1939 Marian Anderson at Lincoln Memorial
Denied permission by the Daughters of the American Revolution (DAR) to sing in Constitution Hall, Marian Anderson is invited to perform at the Lincoln Memorial.
(Marian Anderson at the Lincoln Memorial, 1939 Bettmann/CORBIS)
1939-1945 World War II
Over one million black soldiers serve and fight in segregated units.
1940 First Black General
Colonel Benjamin Davis Sr. becomes the first African-American officer promoted to a general’s rank in the American military.
(Colonel Benjamin Davis inspects troops, c. 1942
Courtesy of Library of Congress)
1945 Ebony Magazine
Publisher John Johnson begins this popular and enduring magazine geared towards African Americans.
(The first cover of Ebony magazine
Courtesy of Johnson Publishing)
Timeline: Baseball History
1933 The Second Negro National League
With teams from Chicago, Pittsburgh, Baltimore, Cleveland, Nashville, Detroit and Columbus (Ohio), a new NNL is formed. It lasts until 1948.
East-West Game
Beginning the same year as the first major league All-Star Game, the East-West All-Star Game in Chicago is the highlight of the African-American baseball year. Played until 1953, it frequently outdraws the majors’ Midsummer Classic.

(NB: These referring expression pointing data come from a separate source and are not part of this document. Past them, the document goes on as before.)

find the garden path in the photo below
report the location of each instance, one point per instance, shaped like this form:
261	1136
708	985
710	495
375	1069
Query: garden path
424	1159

(Ticket to the East-West All-Star Game, 1948
Courtesy of National Baseball Hall of Fame Library)
1937 Negro American League
The new Negro American League brings several midwestern and southern
barnstorming teams, such as the Kansas City Monarchs and the Memphis
Red Sox, back into league baseball.
(Negro Baseball Pictorial Yearbook, 1945
Courtesy of National Baseball Hall of Fame Library)
1942 Green Light Letter
In a letter to President Roosevelt, Commissioner Kenesaw Mountain Landis offers to cancel the 1942 season to help with the war effort. President Roosevelt says baseball is important for national morale and should continue.

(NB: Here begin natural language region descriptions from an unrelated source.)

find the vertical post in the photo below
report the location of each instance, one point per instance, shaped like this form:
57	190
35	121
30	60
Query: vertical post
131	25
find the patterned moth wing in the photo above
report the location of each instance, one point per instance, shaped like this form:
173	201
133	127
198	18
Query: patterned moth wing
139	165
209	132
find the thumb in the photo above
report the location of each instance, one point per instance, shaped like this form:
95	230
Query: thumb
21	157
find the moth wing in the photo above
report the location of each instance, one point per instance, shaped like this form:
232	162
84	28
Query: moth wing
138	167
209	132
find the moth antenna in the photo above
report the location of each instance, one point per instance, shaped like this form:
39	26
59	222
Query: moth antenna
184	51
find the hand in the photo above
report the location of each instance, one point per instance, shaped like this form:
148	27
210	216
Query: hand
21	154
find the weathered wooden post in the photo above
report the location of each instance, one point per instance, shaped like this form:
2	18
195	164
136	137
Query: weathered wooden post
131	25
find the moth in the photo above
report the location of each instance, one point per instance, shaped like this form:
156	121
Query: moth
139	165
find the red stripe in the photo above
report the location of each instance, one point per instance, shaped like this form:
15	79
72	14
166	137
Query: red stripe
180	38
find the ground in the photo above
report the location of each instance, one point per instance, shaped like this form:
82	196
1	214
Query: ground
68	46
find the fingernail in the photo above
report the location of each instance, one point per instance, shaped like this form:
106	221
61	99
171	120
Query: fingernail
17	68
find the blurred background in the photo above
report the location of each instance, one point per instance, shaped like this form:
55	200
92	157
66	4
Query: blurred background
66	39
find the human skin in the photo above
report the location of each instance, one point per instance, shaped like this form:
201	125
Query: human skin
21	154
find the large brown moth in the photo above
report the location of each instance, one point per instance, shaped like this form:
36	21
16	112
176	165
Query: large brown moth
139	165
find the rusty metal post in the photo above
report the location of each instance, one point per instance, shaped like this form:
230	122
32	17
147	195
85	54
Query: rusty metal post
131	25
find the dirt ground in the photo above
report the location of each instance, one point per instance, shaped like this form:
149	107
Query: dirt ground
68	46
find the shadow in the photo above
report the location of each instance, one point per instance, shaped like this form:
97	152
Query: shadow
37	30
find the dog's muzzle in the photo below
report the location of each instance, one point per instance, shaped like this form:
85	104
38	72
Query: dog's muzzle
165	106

1943 All-American Girls Professional Baseball League
Philip K. Wrigley founds the All-American Girls Professional Baseball League to help fill ballparks during wartime. The league lasts until 1954.
(The Rockford Peaches girls’ professional baseball team at the Savanna, Illinois, Ordinance Depot, 1945
Courtesy of National Baseball Hall of Fame Library)

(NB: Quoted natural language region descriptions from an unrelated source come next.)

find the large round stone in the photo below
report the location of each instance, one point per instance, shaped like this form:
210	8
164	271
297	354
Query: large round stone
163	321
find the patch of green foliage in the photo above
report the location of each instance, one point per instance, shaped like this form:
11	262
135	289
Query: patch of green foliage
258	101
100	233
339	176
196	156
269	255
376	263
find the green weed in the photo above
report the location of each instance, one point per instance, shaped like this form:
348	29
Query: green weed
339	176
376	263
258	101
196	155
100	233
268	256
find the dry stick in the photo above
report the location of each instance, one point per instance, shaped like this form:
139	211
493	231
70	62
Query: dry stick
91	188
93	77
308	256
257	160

1946 Robinson Breaks Color Barrier
Jackie Robinson breaks the minor league color barrier when he debuts with the Montreal Royals, a Brooklyn Dodgers farm club, on April 18.
(Jackie Robinson slides into base as a minor-leaguer with Montreal, 1946
Courtesy of the Photographs and Prints Division, The Schomburg Center
for Research in Black Culture, The New York Public Library)
SECTION 5
Jackie Robinson Breaks the Barrier – 1947
Jackie Robinson’s #42 Brooklyn Dodgers jersey
from the final year of his career, 1956
Photo by Milo Stewart, Jr./National Baseball Hall of Fame and Museum
Bat from Jackie Robinson’s 10-year major league career
Photo by Milo Stewart, Jr./National Baseball Hall of Fame and Museum
Glove from Jackie Robinson’s 10-year major league career
From the Barry Halper Collection
Photo by Milo Stewart, Jr./National Baseball Hall of Fame and Museum
As World War II ended, many African Americans believed that “separate but equal” could no longer be tolerated because while much was separate, little was equal. Highly decorated black regiments helped foster the pride and impetus that demanded change in all parts of American life. Following the death of commissioner Kenesaw Mountain Landis, Brooklyn Dodgers president Branch Rickey and Jackie Robinson took the lead in testing America’s tolerance for integrated baseball. Under pressure, the major and minor leagues began to desegregate, but slowly and on their own terms.
Jack the Soldier
Jackie Robinson served in the Army during World War II. Like many African Americans, he felt it was a war to end prejudice as well as a war for democracy. Black soldiers served in segregated units until after the war. Many were highly decorated for their service, and their example helped highlight their right to full participation as citizens when peace came in 1945. Having been in the service made Robinson somewhat older than the usual baseball recruit, but it was an important part of his past for Branch Rickey and baseball fans.